With a prominence of 80 m and a central location within the Meehan Range Nature Recreation Area, Flagstaff Hill serves as a prominent landmark on Hobart's eastern shore.

== History ==
The name "Flagstaff Hill" is thought to derive from its historical use as a signalling or lookout point, leveraging its elevated position overlooking the River Derwent. During the mid-20th century, areas surrounding the hill were used for military training and operations.

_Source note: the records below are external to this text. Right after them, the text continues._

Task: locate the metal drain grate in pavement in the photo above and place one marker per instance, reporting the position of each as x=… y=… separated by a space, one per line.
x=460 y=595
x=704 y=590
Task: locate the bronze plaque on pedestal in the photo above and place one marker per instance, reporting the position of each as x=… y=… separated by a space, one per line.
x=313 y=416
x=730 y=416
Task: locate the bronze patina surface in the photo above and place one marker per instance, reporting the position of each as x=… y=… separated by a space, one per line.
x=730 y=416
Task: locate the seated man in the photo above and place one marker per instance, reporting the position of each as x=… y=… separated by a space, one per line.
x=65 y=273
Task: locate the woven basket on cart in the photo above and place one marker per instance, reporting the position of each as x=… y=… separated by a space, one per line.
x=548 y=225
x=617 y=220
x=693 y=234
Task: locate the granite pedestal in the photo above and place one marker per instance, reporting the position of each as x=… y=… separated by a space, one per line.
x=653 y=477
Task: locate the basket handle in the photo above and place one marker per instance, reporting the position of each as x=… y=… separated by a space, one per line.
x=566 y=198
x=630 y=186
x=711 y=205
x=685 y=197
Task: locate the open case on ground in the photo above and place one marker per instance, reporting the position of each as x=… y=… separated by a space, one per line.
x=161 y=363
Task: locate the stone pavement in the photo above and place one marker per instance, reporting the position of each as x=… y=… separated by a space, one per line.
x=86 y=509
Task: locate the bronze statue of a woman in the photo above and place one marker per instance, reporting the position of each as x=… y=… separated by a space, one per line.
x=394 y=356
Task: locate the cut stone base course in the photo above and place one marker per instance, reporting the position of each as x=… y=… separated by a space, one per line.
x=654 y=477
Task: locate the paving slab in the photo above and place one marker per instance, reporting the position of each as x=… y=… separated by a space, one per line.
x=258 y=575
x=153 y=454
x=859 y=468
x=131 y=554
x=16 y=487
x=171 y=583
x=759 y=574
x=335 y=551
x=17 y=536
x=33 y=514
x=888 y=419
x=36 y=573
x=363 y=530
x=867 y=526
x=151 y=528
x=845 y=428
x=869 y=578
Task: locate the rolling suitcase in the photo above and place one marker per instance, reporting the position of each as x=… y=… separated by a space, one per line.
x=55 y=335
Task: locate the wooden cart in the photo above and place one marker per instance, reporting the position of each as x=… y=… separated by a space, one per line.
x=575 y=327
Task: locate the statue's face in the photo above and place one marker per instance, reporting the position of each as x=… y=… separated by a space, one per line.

Flagstaff Hill and the Meehan Range were heavily affected by bushfire in 2006. The fire, driven by strong winds and dry conditions, threatened nearby suburbs, including Flagstaff Gully, Lindisfarne, and Geilston Bay. Over 40 firefighting crews were deployed, and a change in wind direction helped protect residential areas. The fire caused significant environmental damage, burning through bushland and impacting wildlife within the range.

== Geography ==
Flagstaff Hill is located northeast of Hobart in the City of Clarence, approximately 10 km from the city centre. The hill is surrounded by bushland within the Meehan Range Nature Recreation Area, a protected reserve managed by the Tasmania Parks and Wildlife Service. The range runs parallel to the eastern shore of the River Derwent, and Flagstaff Hill provides a vantage point with views of the river, Hobart, and surrounding valleys.

Flagstaff Hill is part of a network of ridges and peaks within the Meehan Range, including nearby landmarks such as Mount Direction and Gunners Quoin.

== Geology ==
Flagstaff Hill is composed of Jurassic dolerite, a dense, coarse-grained igneous rock that formed approximately 165 million years ago during a period of volcanic and tectonic activity. The dolerite intrusions that define the hill were shaped by erosion and weathering over millions of years, resulting in the hill's rounded profile. The geology of Flagstaff Hill is consistent with that of the Meehan Range, which features a mix of dolerite cliffs, sedimentary layers, and occasional basalt outcrops.

== Environment ==
Flagstaff Hill supports a variety of flora and fauna, with its bushland habitat playing an important role in the Meehan Range's ecosystem. Eucalyptus forests and heathlands dominate the vegetation, providing habitat for marsupials, reptiles, and bird species. The broader Meehan Range is part of the South-east Tasmania Important Bird Area, recognised for its conservation value to woodland birds, including the swift parrot and forty-spotted pardalote.

== Recreation ==
Flagstaff Hill is part of the Meehan Range Nature Recreation Area, which provides opportunities for outdoor activities. The reserve includes walking trails that lead to the summit and other parts of the range. These trails are used for recreational purposes such as bushwalking, birdwatching, and nature observation.

The hill is also a key feature of the Clarence Mountain Bike Park, located within the range. This facility includes a network of trails catering to various skill levels, with routes designed for beginner, intermediate, and advanced riders. Notable trails include the Jack Jumper Jumps Trail, an advanced track featuring technical jumps and features.

== Access ==
Flagstaff Hill is accessible via several main roads and walking trails leading to the summit. The primary vehicular access routes are the Tasman Highway (A3) and the East Derwent Highway (B32), with turn-offs onto local roads such as Flagstaff Gully Road, which provide access to the lower slopes of Flagstaff Hill.